-
Notifications
You must be signed in to change notification settings - Fork 35
Home
The aim of this fork is to make Pattern compatible with Python 3.
Pattern (www.clips.ua.ac.be/pattern) is a Python 2.7 package for data mining, natural language processing and machine learning.
The Python Software Foundation (PSF) has granted $1,200 to support the compatibility update. Please read the grant proposal (PDF) for an overview of our objectives. The Computational Psycholinguistics Group (CLiPS) of the University of Antwerp has granted $250. The Experimental Media Research Group (EMRG) of the St Lucas University College of Art & Design Antwerp has granted $250. Tom De Smedt has granted $150.

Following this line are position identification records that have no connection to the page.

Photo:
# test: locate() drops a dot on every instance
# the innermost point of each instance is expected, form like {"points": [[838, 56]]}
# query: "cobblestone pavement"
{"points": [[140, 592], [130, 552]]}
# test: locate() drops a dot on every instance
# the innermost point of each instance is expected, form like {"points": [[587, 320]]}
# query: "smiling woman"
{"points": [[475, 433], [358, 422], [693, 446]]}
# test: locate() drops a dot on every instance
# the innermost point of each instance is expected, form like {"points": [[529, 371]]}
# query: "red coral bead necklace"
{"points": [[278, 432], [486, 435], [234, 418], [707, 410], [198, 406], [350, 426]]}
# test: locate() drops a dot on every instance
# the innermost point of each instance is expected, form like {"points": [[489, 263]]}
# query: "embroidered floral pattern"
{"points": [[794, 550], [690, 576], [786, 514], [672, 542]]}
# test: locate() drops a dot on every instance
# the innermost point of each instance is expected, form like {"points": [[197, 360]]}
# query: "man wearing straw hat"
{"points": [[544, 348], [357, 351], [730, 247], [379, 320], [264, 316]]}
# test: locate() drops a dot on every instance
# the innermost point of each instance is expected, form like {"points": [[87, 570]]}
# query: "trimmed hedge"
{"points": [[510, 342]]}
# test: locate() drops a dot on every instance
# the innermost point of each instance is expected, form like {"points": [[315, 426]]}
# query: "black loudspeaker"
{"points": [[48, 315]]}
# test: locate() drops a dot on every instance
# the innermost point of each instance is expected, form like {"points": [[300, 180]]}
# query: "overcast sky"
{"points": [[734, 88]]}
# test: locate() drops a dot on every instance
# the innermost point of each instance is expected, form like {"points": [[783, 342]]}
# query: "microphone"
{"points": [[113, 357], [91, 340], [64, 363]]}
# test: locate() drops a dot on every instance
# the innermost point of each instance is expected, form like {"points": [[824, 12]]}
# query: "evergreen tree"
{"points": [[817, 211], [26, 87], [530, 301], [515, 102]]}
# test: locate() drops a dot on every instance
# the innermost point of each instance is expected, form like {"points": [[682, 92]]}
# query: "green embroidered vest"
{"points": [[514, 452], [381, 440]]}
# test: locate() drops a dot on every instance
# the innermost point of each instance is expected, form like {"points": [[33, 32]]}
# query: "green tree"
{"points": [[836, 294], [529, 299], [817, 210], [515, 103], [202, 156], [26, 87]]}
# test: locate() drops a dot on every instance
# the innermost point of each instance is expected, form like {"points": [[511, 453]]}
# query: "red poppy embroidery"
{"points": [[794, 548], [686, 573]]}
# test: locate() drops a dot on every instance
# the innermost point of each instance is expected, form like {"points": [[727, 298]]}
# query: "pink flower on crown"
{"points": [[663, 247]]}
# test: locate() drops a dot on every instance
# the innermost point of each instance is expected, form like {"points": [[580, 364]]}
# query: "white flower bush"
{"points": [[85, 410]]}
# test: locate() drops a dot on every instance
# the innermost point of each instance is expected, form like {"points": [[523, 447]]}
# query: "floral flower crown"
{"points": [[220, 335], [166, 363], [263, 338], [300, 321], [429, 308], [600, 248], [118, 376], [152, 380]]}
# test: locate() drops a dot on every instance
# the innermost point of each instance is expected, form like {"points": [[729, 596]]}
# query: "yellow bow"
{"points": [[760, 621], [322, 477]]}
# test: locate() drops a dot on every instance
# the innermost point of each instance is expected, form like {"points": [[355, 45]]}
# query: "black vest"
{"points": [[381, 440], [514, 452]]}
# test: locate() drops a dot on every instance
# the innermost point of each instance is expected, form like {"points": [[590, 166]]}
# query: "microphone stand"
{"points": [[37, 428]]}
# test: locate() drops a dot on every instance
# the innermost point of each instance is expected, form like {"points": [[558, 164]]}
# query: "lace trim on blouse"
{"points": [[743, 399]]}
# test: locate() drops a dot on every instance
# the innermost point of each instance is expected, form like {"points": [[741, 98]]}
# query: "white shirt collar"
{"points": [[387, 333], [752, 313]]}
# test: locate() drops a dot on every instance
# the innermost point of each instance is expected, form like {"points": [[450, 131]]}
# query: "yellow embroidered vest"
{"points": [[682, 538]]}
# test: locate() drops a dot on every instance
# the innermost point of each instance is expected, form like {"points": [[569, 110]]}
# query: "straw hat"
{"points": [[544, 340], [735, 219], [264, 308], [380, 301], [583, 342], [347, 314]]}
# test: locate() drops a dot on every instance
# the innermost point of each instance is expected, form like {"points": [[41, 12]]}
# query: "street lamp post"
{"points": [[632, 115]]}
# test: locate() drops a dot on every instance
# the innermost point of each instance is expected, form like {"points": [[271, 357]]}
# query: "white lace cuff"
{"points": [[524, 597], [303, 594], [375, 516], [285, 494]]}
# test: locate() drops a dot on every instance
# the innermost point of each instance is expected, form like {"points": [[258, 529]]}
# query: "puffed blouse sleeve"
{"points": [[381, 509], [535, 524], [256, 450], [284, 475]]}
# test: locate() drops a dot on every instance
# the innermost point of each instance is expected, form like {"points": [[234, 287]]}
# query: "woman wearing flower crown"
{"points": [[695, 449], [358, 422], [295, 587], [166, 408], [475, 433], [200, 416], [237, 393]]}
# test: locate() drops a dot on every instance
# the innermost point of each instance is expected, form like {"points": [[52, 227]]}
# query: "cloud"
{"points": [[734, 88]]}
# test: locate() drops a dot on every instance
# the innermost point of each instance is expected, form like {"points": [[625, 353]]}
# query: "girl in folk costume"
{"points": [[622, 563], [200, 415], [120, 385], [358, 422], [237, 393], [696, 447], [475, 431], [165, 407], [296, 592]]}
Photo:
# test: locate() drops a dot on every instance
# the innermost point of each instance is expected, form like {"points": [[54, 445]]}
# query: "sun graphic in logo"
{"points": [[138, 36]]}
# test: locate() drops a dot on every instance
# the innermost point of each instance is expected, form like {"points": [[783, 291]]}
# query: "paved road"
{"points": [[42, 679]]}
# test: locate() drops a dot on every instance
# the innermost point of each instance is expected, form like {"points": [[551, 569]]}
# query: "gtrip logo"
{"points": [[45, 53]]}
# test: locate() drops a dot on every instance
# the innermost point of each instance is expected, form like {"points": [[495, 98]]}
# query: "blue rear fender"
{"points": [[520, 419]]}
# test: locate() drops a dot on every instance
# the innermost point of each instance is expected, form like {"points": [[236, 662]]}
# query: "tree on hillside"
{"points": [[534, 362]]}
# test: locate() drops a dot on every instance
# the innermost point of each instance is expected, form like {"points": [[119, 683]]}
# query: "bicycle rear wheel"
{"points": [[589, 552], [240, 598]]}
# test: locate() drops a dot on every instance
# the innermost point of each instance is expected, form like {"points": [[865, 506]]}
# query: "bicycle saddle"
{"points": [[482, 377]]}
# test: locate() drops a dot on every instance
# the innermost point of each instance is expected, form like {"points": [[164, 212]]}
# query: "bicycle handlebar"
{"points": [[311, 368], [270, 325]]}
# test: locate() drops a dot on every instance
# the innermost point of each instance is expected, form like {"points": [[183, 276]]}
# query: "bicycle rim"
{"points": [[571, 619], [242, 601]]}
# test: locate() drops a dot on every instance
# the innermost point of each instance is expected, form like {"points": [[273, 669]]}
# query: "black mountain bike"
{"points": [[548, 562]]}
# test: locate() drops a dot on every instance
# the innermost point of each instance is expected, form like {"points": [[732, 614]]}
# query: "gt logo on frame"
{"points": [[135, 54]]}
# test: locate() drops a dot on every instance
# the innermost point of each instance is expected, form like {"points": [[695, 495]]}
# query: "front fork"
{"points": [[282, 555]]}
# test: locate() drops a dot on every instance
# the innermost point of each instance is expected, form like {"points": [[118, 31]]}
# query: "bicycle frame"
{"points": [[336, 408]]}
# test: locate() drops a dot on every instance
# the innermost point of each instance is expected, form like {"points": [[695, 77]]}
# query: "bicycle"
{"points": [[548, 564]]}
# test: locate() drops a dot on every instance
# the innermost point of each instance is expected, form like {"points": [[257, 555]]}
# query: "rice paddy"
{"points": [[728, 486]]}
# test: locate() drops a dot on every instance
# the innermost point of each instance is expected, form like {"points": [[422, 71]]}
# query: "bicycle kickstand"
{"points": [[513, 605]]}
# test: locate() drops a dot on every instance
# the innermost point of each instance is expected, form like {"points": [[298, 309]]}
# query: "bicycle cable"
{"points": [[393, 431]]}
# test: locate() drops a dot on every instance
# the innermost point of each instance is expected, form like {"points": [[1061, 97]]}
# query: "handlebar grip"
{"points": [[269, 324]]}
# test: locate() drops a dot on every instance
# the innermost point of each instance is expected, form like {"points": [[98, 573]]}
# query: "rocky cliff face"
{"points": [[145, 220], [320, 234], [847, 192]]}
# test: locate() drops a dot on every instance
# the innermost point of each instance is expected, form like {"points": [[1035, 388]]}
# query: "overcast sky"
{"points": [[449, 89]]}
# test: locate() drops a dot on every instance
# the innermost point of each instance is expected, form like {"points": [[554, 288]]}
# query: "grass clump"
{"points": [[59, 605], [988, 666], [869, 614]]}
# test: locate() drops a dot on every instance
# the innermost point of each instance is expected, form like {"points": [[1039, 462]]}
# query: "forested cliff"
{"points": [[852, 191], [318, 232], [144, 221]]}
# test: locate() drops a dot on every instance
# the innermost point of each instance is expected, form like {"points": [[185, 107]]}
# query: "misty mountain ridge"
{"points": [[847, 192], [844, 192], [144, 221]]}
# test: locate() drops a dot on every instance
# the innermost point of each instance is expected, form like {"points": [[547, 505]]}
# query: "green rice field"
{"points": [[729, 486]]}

If you like Pattern and you like Python 3, you can help by joining the development team or by donating. To join the development team, simply leave an issue or a pull request. To donate, go to www.clips.ua.ac.be/pattern, click the blue Donate button and mention "Pattern 3". Thanks!
1. Task: support Python 2.7 + Python 3.3.
The Pattern package is organized in modules (pattern.web
, pattern.text
, ...). Some of these should be relatively easy to port (pattern.metrics
, pattern.graph
) and some harder. In particular, pattern.web
has HTML parsers and attempts to convert all text downloaded from the web to Unicode, and pattern.text
and pattern.vector
are both lengthy and full of string / text handling functions.
Submodules of pattern.text
such as pattern.en
and pattern.nl
are near identical: they import everything from pattern.text
, with language-specific settings. Some of these have an inflect.py
submodule that contain older code with weird-looking imports that may not work in 3.
2. Pull requests
Pattern 3 is a "public" fork on GitHub. With "public" we mean that anyone can join the development team. Even so, try to use pull requests instead of directly altering code so we have a history log. We should probably work module by module: finish one module before starting the next. But if someone is more comfortable with fixing things here and there that is okay too.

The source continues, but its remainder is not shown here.